We erect a barrier called blame that keeps us from communicating with others, and we fortify it with our concepts of who’s right and who’s wrong. We do that with the people who are closest to us. It is a very common, well-perfected device for making us feel better. Blame others. Blaming is a way to protect your heart, trying to protect what is soft and open and tender in yourself.
Pema Chodron, In the Gap Between Right and Wrong.
When things go wrong we have a natural tendency to protect ourselves, even when it is our own fault. One way to do this is to look to blame. Sometimes we blame ourselves; more often we blame others. However, whenever I blame others I notice that it tends to harden my heart and makes me focus on myself. Remaining in that frame of mind tends to lock me in a state of victimhood, making me almost dependent on the perpetrator. It too easily simplifies the complexity which marks relationships in this world. In other words, it does not allow that things in this world can simply go wrong and that it does not always have to be someone’s fault.
Real relationships challenge us to stay open to the soft centre of the heart. How often do we form an opinion of another only to meet them and realise that our opinion was based on defending ourselves rather than what the person was really feeling. Fear makes us close down. At the end of the day it costs us precious energy.

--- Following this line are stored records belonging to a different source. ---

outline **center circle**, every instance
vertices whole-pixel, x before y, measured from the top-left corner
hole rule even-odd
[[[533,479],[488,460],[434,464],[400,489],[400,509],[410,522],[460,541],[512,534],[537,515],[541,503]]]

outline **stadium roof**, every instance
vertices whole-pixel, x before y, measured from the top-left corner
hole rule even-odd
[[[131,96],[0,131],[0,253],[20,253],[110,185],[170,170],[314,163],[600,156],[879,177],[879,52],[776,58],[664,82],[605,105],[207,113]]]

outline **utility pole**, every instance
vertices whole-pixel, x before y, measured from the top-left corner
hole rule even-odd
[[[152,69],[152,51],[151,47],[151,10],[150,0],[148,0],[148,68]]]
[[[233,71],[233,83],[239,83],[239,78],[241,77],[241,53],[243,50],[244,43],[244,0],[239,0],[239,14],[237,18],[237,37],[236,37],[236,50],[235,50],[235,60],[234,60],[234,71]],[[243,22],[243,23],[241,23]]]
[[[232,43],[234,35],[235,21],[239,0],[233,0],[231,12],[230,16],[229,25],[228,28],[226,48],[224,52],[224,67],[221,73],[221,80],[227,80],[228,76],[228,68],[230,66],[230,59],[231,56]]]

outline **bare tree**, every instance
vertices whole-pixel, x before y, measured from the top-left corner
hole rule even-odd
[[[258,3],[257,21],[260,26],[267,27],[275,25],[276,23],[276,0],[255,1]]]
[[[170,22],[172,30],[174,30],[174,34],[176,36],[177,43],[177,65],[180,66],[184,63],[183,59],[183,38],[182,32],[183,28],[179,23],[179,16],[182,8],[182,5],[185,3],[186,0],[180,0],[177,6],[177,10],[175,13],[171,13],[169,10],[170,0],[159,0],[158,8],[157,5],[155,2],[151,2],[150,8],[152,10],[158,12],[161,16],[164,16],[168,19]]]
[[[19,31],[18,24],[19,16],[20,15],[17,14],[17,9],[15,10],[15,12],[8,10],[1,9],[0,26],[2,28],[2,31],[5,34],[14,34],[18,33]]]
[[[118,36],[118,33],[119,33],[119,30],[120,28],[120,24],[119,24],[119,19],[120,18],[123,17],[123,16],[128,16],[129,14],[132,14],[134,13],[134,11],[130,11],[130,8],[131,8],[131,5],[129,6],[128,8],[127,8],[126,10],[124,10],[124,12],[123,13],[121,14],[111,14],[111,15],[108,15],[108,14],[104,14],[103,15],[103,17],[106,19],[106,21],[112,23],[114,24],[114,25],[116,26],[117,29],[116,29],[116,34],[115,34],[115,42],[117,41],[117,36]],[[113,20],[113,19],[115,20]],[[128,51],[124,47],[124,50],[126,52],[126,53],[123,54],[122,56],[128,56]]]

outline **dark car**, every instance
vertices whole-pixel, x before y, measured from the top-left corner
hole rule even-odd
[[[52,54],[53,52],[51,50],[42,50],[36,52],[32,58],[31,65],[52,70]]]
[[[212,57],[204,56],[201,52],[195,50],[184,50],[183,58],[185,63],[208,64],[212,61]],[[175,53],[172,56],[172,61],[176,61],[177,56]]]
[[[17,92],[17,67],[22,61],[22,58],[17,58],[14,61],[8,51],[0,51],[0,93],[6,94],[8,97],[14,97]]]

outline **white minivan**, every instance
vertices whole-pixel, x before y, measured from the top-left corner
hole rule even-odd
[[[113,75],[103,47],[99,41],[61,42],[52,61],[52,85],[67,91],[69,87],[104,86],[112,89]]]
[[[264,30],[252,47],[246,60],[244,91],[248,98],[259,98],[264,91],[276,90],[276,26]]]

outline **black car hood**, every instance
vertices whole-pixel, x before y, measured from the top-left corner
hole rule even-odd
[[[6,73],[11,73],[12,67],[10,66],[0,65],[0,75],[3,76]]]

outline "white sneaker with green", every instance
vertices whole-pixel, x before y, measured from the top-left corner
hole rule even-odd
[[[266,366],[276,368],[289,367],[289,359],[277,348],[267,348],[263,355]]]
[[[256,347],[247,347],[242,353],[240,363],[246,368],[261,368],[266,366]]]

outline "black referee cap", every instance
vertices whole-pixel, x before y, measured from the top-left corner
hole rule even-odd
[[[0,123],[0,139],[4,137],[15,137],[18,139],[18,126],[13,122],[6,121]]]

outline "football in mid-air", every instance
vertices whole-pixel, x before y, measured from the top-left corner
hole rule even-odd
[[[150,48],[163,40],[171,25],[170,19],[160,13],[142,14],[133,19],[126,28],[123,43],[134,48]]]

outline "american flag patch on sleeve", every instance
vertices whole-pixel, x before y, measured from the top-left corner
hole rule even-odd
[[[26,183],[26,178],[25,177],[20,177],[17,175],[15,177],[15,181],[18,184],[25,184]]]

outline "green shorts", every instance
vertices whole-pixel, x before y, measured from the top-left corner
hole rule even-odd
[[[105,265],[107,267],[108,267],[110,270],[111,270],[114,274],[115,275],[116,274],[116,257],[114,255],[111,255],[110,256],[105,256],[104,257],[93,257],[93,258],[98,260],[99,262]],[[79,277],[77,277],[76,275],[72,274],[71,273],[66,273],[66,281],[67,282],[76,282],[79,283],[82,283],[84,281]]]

I find increasingly I ask myself: “Am I willing to waste my energy further on this matter?” and that helps me to move on.
All blame is a waste of time. No matter how much fault you find with another, and regardless of how much you blame him or her, it will not change you. The only thing blame does is to keep the focus off you when you are looking for external reasons to explain your unhappiness or frustration. You may succeed in making another feel guilty about something by blaming them, but you won’t succeed in changing whatever it is about you that is making you unhappy.